I don’t care who you are, at some point you’re going to try something hard and get frustrated when it isn’t working the way you want. It’s easy to question yourself when that happens, which means all forward progress grinds to a halt.
“Why can’t I do this?!” tends to be one of my first questions. It’s actually not a great one because all my answers tend to be judgmental and mean. (Because you’re lazy! Because you’re dumb! Because you’re just not cut out for this! Etc.)
Sure, it’s possible to answer the question with kindness (e.g., “Because you don’t know enough yet, sweetie!”), but if I’m already frustrated, self-compassion isn’t my default response.
It’s time to start asking better questions. In fact, here are 15 to try instead.
- If my fairy godmother were going to take over for me, where would I tell her to start?
- How can I break this down into smaller chunks? What’s the first chunk? Can I make it even smaller?
- How can I set myself up for success? What resources do I need to succeed?
- What’s the story I’m telling myself, and is it true?
- Who can I ask for help?
- What are all the reasons I don’t want to do this?
- What am I afraid will happen if I mess this up?
- If I were a scientist gathering data on all the ways to do this, what would I try next?
- What are my assumptions? Is it possible that some of them are wrong?
- Is it possible to re-frame this as a mystery, puzzle, game, or quest?

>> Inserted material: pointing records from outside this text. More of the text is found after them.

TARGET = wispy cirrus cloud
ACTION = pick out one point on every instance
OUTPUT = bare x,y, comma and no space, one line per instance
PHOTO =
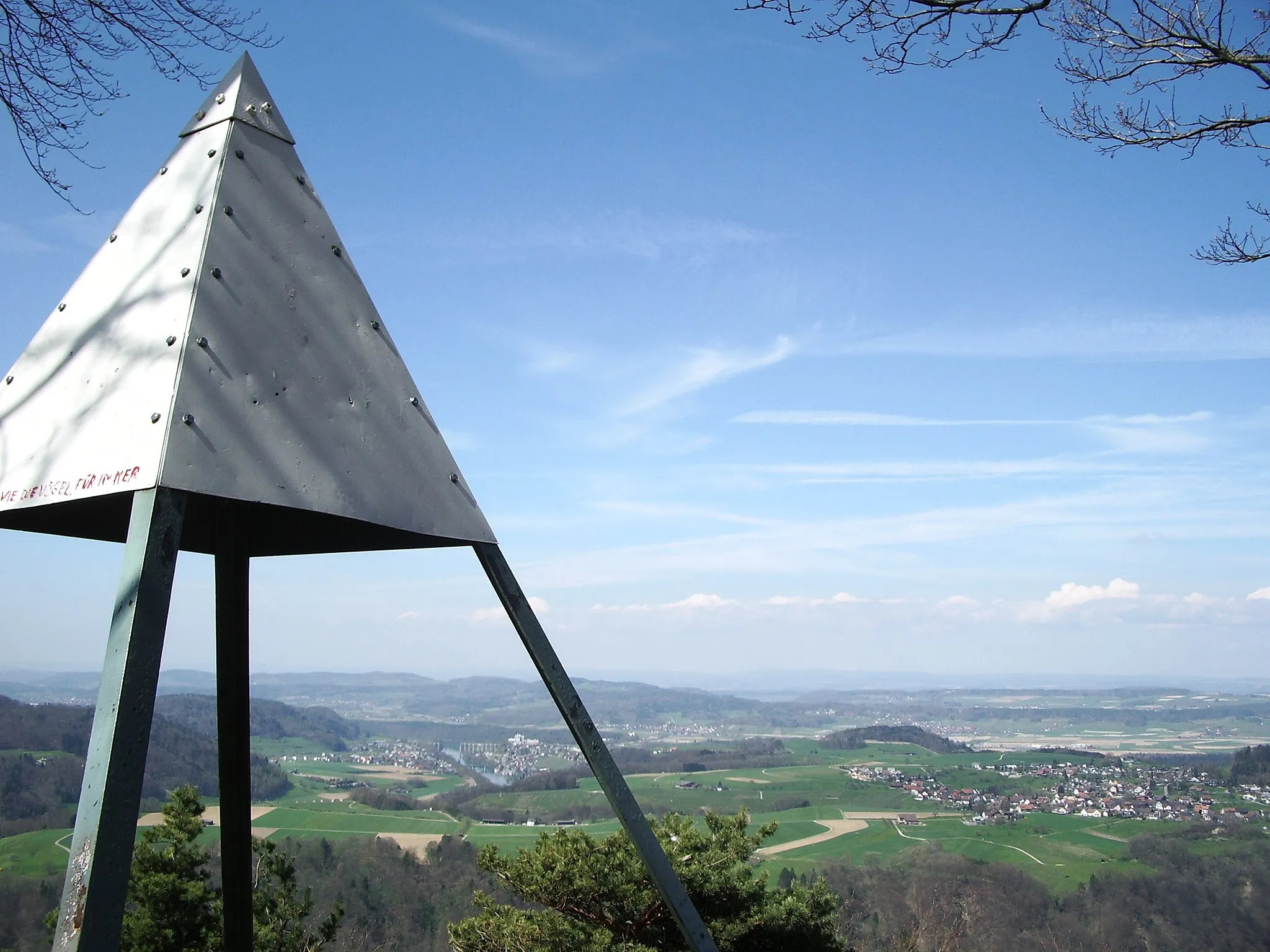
538,52
705,367
695,602
1126,338
591,232
910,470
854,418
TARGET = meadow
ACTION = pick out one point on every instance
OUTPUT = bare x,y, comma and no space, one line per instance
1061,851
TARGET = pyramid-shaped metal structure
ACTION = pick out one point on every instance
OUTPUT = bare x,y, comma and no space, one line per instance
221,342
218,380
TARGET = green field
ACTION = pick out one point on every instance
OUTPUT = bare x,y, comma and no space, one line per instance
1061,851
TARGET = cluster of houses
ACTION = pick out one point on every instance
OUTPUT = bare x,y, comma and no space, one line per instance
518,757
1117,788
412,756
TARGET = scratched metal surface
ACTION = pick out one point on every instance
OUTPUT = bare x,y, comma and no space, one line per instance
242,95
75,420
295,392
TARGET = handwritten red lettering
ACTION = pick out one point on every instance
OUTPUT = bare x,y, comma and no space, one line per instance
54,489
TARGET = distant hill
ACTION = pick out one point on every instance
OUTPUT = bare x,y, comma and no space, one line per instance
42,749
270,719
856,738
510,701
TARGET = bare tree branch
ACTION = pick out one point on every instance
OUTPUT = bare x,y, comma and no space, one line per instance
1228,247
1156,51
54,56
907,32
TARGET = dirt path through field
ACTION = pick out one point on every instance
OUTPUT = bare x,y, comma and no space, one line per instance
210,813
832,831
1106,835
414,843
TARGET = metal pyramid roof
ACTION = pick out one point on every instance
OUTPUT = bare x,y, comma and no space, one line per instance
221,342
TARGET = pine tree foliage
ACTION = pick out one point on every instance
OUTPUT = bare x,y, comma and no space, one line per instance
172,903
597,895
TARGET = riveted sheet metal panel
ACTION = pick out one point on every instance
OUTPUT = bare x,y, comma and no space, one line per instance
241,95
86,409
294,391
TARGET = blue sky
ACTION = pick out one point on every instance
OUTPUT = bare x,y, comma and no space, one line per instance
755,359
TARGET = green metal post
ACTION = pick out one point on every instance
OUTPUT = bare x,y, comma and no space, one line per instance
106,826
233,723
592,746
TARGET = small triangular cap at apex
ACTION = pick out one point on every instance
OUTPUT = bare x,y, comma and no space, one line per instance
241,95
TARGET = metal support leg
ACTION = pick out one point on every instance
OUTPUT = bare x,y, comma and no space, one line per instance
106,826
592,746
233,724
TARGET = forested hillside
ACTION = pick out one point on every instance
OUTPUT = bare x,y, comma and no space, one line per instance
1251,765
270,719
42,751
856,739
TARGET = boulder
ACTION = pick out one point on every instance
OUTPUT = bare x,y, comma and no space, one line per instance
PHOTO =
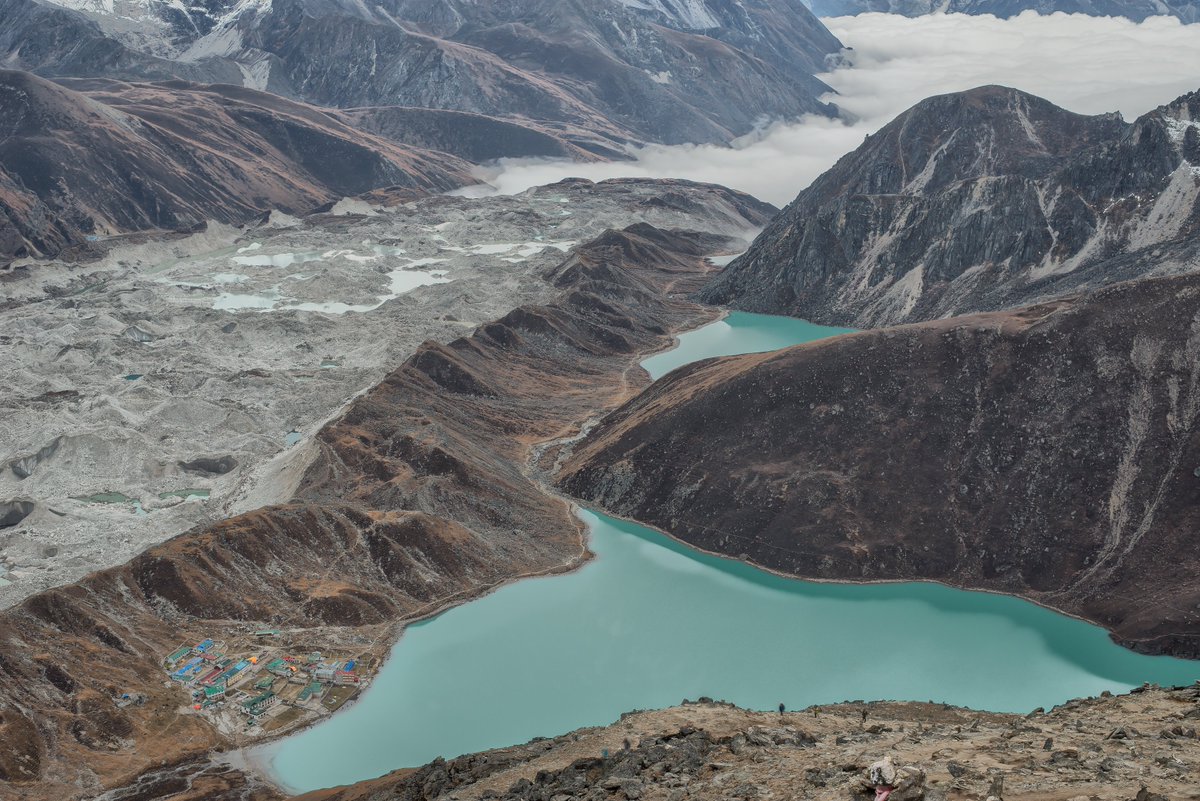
886,780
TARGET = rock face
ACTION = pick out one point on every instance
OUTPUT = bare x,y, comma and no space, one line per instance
102,157
1188,11
702,71
979,200
1050,452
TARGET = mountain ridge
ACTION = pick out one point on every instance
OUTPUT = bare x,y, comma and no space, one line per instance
978,200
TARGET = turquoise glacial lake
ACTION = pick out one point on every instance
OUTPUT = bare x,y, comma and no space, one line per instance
651,621
737,333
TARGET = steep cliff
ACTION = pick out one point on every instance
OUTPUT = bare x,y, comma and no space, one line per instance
979,200
1049,452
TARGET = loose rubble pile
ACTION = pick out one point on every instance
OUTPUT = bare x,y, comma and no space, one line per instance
1135,747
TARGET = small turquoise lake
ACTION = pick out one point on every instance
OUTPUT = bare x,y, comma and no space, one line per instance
651,621
737,333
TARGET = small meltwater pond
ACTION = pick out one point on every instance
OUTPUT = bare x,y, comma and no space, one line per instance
737,333
651,621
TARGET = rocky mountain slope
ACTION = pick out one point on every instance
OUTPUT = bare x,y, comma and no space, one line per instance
1137,747
979,200
419,495
203,365
702,71
102,158
1188,11
1050,451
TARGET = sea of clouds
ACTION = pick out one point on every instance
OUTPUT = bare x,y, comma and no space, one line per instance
1089,65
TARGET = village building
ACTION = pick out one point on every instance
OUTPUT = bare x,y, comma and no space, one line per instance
259,704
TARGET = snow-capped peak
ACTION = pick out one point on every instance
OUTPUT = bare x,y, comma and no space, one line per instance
689,14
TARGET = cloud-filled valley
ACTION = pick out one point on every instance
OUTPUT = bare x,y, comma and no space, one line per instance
1089,65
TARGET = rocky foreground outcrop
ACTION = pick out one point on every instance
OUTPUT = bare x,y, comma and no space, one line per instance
1051,452
1137,747
419,498
103,157
979,200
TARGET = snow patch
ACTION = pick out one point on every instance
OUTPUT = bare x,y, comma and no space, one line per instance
689,14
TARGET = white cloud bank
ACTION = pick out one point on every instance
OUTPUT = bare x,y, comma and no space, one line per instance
1085,64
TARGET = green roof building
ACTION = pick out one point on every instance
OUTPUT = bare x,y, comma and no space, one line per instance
259,704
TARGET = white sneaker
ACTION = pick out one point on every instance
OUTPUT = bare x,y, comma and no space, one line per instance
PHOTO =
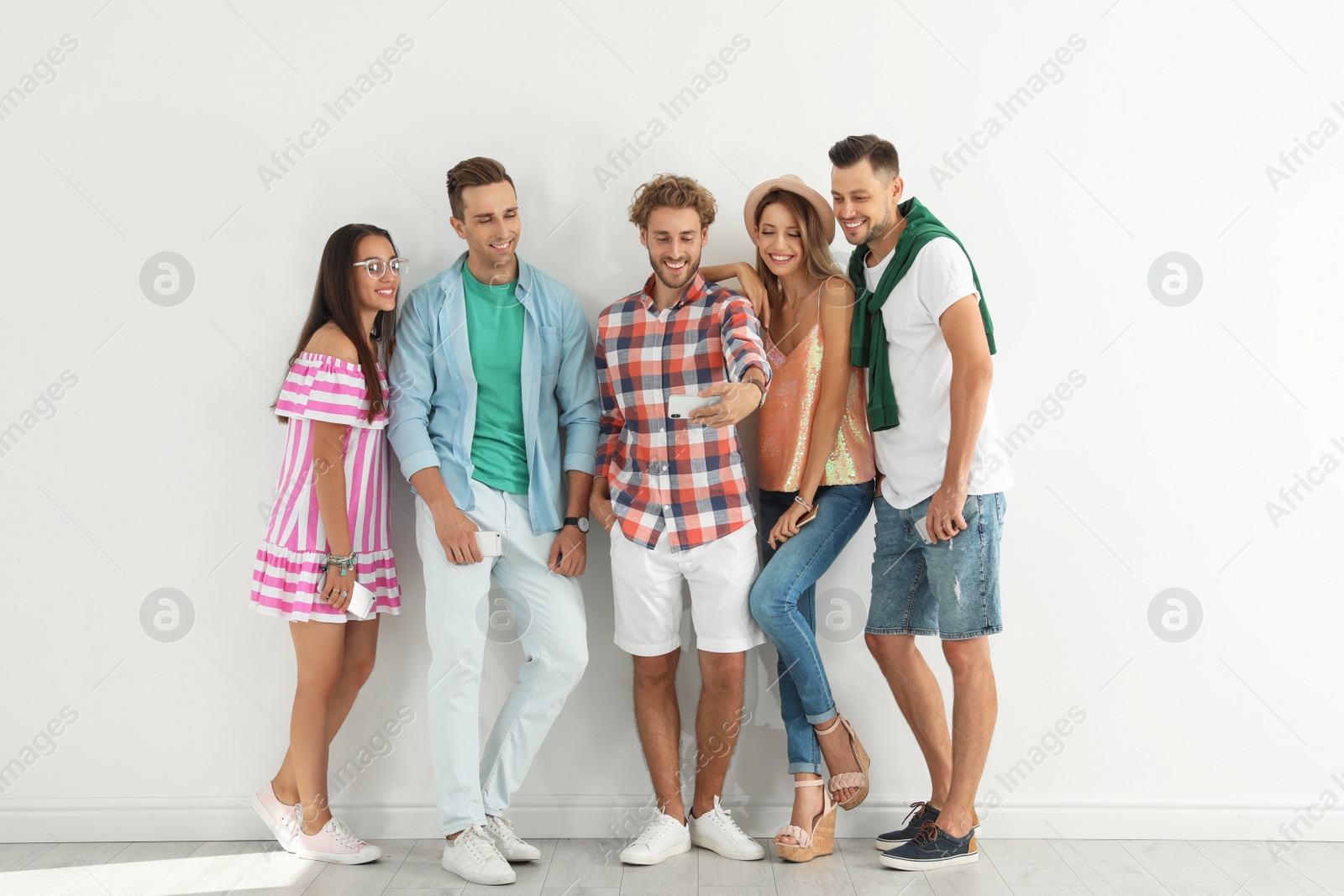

- What would I have to think and feel to be able to move forward?
- What is my end goal, and are there any other ways I can accomplish it?
- Where am I succumbing to black-and-white thinking? What’s behind Door #3?
- When have I done something similar in the past and what lessons can I take from that experience?
- Why can I do this?
Our brains love questions, but we have to ask the right ones.
When you ask yourself a question that piques your curiosity, you are more motivated to find the answer. Asking yourself why you can’t do something is often a shorthand for “What’s wrong with me?” which is mostly rhetorical and not fun to answer.
The questions above are phrased to help you move from self-recrimination into problem-solving mode. It’s impossible to be both judgmental and curious, because the curious mind sees all data as useful. Add in some self-reflection and perspective, and you’re well on your way to giving your mental wheels the traction you need to move forward.